Il ministero dell’Istruzione ha sospeso dal servizio – e sottoposto a procedimento discplinare – Stefano Gargioni, il dirigente scolastico dell’istituto comprensivo Perlasca di Ferrara che nei giorni scorsi ha condiviso su Facebook un post – poi rimosso – in cui associava il green pass all’Olocausto, attraverso un fotomontaggio con la scritta ai cancelli di Auschwitz modificata in “Il Green pass rende liberi”. Lui stesso, nelle scorse settimane, aveva consentito l’accesso alle quattro scuole dell’istituto senza il controllo del pass, nonostante l’obbligo di legge: una scelta poi revocata dopo il richiamo da parte dell’Ufficio scolastico provinciale. E lo scorso anno, andando contro la normativa nazionale, aveva emanato una circolare in cui sosteneva che non fosse obbligatorio per gli studenti indossare la mascherina al banco. “Ci sono battaglie che vale sempre la pena fare. Sia benedetto il ricordo di coloro che furono gasati in quel campo”, è il commento di Emanuele Fiano, il deputato dem che insieme al collega Luca Rizzo Nervo aveva annunciato un’interrogazione al governo per chiedere di rimuovere Gargioni dall’insegnamento.

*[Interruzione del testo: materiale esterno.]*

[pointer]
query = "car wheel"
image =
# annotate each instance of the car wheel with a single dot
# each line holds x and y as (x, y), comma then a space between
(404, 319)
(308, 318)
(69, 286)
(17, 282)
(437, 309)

Già lunedì, contro il collega avevano preso posizione 22 dirigenti scolastici di tutta la provincia di Ferrara e l’Associazione presidi dell’Emilia-Romagna, condannando “la provocazione volgare e offensiva di Gargioni, con un’immagine che fatichiamo persino a descrivere. Approssimazione scientifica, falsificazione storica e desiderio di protagonismo – scrivevano – hanno portato Gargioni a postare fotomontaggi pesantemente offensivi, lesivi della memoria di una tragedia come quella dei campi di sterminio”. Ma al Resto del Carlino, reiterando il paragone, Gargioni sosteneva che il nazismo fosse stato “un periodo storico il cui preludio è stato caratterizzato dalle discriminazioni. Esattamente le discriminazioni che stiamo vivendo ora. Con queste nuove regole, chi non è dotato di certificato vaccinale, è estromesso da qualsivoglia attività che implichi la socialità”, lamentava.